Wednesday, October 02, 2013

Peter Pan, Lost Boys, Bunny Men, and Goat Men





After reading "Peter Pan, Graverobbing, and Lost Boys" and "The Peter Pan/Hook Deaths," the following thoughts were shared by a correspondent:


I couldn't help wondering if there could be any connection between these
cases of children found mysteriously or suspiciously hanged from hooks, and
a couple of American "urban legends" or "campfire tales" of psychopathic or
demonic assailants who allegedly hang teen-agers from bridges in wooded
areas. One cluster of such tales concerns a railroad trestle in Fairfax
County, northern Virginia, called "Bunny Man's Bridge," and attributes the
alleged hangings to the "Bunny Man," supposedly a psychopathic killer
(either an escapee from an institution for the criminally insane, or a
one-time teen-age boy gone berserk) wearing an Easter Bunny costume. The
other cluster involves a highway overpass over Sweet Hollow Road in
Melville, eastern Long Island, and blames the alleged hangings on the
spirits of supposed escapees from a burnt-down local asylum. In neither
the "Bunny Man Bridge" nor the Sweet Hollow Road cases are there any actual police records of people actually ever been found hanged from the bridges in question nor of unsolved missing teen-ager reports from the respective local areas. Likewise, neither in the Sweet Hollow Road nor the "Bunny Man Bridge" cases is there any historical record of any burned-down or closed-down institution in the area such as those from which the alleged
perpetrators supposedly escaped. I've always wondered myself if there could
be some sort of "copycat" historical connection between the "Bunny Man
Bridge" and Sweet Hollow Road legends. ~ T. Peter Park.
The links do not end there.

I have written of the Bunny Man often in books and blogs (e.g. "Donnie Darko and Bunny Men"). As Wikipedia correctly summarizes, "Loren Coleman,...in the book Weird Virginia, which has a section on the Bunny Man, sees a direct association between the legend of Bunny Man and that of the Goatman of nearby Maryland." (For more on Goatman and the illustrations above, see here.)

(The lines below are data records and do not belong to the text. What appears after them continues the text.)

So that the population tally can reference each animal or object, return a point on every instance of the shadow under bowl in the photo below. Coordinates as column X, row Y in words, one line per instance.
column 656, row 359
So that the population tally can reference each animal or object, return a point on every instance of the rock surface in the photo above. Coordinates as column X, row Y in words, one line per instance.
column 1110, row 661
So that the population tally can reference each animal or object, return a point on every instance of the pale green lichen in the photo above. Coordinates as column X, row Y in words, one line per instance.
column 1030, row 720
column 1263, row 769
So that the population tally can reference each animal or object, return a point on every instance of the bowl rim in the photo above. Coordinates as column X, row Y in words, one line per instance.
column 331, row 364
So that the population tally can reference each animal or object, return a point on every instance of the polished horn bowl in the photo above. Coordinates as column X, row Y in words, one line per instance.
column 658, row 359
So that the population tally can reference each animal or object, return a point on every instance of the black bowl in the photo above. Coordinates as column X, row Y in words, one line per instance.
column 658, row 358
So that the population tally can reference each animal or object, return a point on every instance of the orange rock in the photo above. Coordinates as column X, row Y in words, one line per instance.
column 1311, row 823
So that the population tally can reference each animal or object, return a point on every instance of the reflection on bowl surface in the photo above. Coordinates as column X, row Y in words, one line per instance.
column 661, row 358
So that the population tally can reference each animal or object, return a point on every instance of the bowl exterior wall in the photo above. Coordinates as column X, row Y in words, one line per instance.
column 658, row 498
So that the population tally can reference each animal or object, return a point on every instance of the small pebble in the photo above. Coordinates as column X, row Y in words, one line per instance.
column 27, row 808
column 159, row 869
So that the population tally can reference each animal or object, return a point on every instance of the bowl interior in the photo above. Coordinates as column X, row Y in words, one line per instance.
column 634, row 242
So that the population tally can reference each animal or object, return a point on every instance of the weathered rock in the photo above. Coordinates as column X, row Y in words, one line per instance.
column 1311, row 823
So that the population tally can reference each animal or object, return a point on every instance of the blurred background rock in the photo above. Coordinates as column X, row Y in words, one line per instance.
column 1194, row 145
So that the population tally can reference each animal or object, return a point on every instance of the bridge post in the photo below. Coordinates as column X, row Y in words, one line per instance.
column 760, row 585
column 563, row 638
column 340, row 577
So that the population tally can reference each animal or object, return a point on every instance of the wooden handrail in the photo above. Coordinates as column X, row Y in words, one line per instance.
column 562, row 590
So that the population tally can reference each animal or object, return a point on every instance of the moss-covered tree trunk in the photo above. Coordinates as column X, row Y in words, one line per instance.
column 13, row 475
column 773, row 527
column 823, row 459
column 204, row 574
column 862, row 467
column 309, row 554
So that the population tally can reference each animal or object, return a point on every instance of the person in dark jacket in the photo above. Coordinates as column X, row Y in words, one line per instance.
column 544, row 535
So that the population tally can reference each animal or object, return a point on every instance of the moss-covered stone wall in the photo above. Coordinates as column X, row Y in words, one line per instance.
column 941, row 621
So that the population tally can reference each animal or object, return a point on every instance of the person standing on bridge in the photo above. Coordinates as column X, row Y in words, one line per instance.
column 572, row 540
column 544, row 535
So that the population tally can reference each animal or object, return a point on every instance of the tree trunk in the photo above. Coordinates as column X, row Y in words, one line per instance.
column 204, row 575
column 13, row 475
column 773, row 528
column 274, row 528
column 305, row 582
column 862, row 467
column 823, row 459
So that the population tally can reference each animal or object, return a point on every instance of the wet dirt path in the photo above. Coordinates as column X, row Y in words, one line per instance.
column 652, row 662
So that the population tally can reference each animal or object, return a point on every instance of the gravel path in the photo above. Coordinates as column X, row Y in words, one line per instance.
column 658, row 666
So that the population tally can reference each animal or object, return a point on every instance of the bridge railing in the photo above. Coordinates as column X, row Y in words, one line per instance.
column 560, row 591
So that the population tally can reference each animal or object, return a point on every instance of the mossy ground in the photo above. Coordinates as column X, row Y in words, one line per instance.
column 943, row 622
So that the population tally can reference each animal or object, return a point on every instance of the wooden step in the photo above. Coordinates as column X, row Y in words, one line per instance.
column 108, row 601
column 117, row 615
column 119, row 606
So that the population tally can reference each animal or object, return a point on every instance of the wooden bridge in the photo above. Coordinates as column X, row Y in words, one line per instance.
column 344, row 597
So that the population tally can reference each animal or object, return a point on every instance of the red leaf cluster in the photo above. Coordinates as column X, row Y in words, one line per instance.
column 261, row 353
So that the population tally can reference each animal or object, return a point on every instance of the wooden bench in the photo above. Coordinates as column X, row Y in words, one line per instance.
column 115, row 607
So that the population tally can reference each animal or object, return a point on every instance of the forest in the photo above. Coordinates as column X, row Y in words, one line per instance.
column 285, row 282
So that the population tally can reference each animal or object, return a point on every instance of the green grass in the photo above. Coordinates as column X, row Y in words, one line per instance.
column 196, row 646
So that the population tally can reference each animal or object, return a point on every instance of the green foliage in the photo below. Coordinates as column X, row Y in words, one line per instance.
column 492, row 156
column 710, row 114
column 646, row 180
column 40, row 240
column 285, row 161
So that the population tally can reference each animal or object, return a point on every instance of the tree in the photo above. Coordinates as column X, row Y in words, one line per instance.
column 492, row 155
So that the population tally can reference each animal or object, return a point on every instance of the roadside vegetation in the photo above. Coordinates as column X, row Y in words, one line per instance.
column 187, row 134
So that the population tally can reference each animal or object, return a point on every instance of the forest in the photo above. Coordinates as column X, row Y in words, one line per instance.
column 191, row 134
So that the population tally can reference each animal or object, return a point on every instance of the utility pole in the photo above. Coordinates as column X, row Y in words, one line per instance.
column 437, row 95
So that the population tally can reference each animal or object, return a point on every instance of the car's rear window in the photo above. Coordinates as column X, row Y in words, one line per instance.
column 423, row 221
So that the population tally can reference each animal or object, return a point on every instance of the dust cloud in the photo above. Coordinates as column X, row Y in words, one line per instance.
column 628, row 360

Washington D.C. bound Amtrak train crosses over Colchester Road in Fairfax Station, Virginia at Colchester Overpass, also known as the "Bunnyman Bridge." Taken March 22, 2012. Credit: Kohlchester. Used by Wikipedia Creative Commons license.


2 comments:

geomarth said...

Sweet Hollow Road in Melville / West Hills, Town of Huntington on New York's Long Island runs along the east side of a morainal hill known locally as Mount Misery. This is the same Mount Misery which appears in John Keel's "The Mothman Prophecies", the place on Long Island where the intelligence (intelligence agency?) or entity or whatever was in communication with Keel in the 1960's directed him to go to make contact while in New York. As stated in the post, there is no record of a mental hospital, school or similar institution on Sweet Hollow Road, Mt. Misery or the immediate vicinity. There is, however, Pilgrim Psychiatric Center, formerly known as Pilgrim State Hospital, in Brentwood, NY about 10 miles to the east. This was a massive institution from the 1930s through the 1970s with documented cases of patient mistreatment, etc.

Erin O'Riordan said...

New York seems to be a particularly rich breeding ground for these kinds of urban legends. Fifty miles to the west of Melville/West Hills, in Staten Island, you can visit the campus of the College of Staten Island, on the site of the former Willowbrook State School, an institution for children. The documentary 'Cropsey' covers the urban legend of the hook-handed killer that's well-known in Staten Island.